Minister of Social Policy
- In office 4 March 2020 – 18 July 2022
- President: Volodymyr Zelenskyy
- Prime Minister: Denys Shmyhal
- Preceded by: Yuliya Sokolovska
- Succeeded by: Oksana Zholnovych

Personal details
- Born: 10 June 1975 (age 50) Piskivka, Ukrainian SSR, Soviet Union (now Ukraine)
- Party: Independent
- Education: Kyiv University
- Occupation: Civil servant politician

= Maryna Lazebna =

Ukrainian civil servant and politician

Maryna Volodymyrivna Lazebna (Марина Володимирівна Лазебна; born 10 June 1975) is a Ukrainian civil servant and politician. On 4 March 2020, she was appointed as the Minister of Social Policy of Ukraine.

== Biography ==
In 1998, she graduated from Kyiv University. Holds the title of Candidate of Economic Sciences.

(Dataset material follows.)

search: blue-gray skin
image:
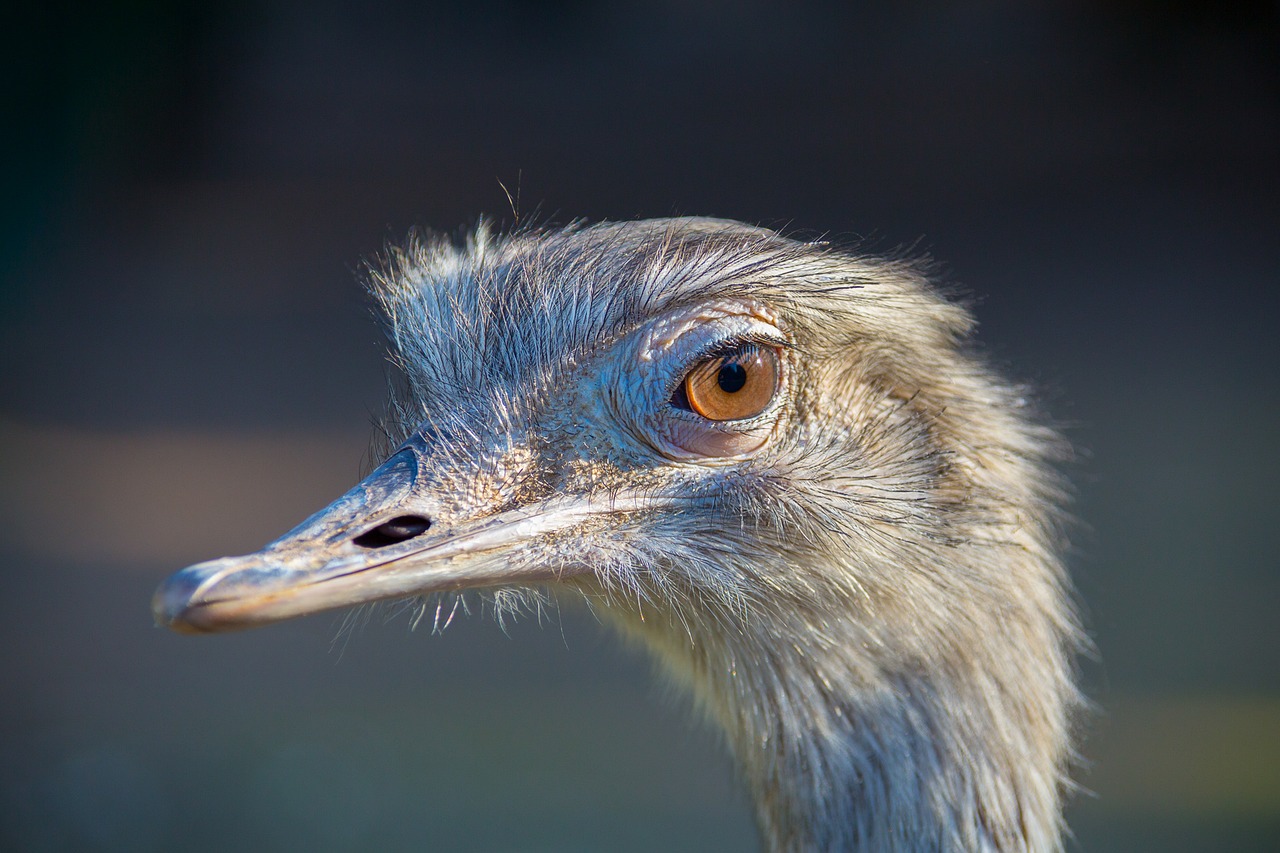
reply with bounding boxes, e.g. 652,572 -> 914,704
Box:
155,218 -> 1083,852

She worked at the Ministry of Economy, the Secretariat of Cabinet of Ministers and the Ministry of Social Policy.

From 2013 to 2014, Lazebna headed the State Employment Service.

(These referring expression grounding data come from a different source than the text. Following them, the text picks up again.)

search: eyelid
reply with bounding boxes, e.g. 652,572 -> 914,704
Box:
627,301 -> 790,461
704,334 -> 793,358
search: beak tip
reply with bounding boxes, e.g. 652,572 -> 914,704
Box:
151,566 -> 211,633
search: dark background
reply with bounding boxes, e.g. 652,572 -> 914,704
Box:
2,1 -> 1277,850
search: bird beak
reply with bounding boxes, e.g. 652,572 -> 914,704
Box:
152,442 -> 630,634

From 2015 to 2019, she worked in the project “Modernization of the social support system of Ukraine”.

From August to October 2019, Lazebna was the chairman of the State Social Service.

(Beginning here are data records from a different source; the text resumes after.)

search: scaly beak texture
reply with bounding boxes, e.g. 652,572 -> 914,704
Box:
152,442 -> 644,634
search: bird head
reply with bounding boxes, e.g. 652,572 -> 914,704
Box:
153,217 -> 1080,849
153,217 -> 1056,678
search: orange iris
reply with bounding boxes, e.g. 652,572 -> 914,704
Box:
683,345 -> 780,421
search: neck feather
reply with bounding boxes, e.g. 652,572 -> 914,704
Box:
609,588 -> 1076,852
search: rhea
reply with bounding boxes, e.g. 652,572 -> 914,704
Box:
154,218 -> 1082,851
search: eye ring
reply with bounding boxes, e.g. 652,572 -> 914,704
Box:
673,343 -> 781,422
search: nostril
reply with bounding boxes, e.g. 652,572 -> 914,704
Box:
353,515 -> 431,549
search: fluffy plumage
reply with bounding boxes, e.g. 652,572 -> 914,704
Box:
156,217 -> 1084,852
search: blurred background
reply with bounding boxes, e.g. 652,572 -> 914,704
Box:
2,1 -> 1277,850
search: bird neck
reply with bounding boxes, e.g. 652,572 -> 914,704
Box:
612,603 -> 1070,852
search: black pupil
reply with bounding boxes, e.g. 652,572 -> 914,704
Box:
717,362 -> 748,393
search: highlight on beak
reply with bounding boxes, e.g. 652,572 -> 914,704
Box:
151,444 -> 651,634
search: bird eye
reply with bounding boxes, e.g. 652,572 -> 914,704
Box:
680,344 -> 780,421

On March 3, 2020, at a meeting of the Servant of the People faction, she was nominated by President Zelenskyy to the post of Minister of Social Policy.

At an extraordinary meeting of the Verkhovna Rada of Ukraine on March 4, 2020, she was appointed Minister of Social Policy.

On July 15, 2022, Lazebna submitted her resignation from the post of Minister of Social Policy of Ukraine.

On July 18, 2022, by a decision of the Verkhovna Rada of Ukraine, she was dismissed from the post of Minister of Social Policy of Ukraine. This was voted for by 277 deputies.

Maryna Lazebna is one of the founders of the NGOs “New Social Choice” and “Social Order”.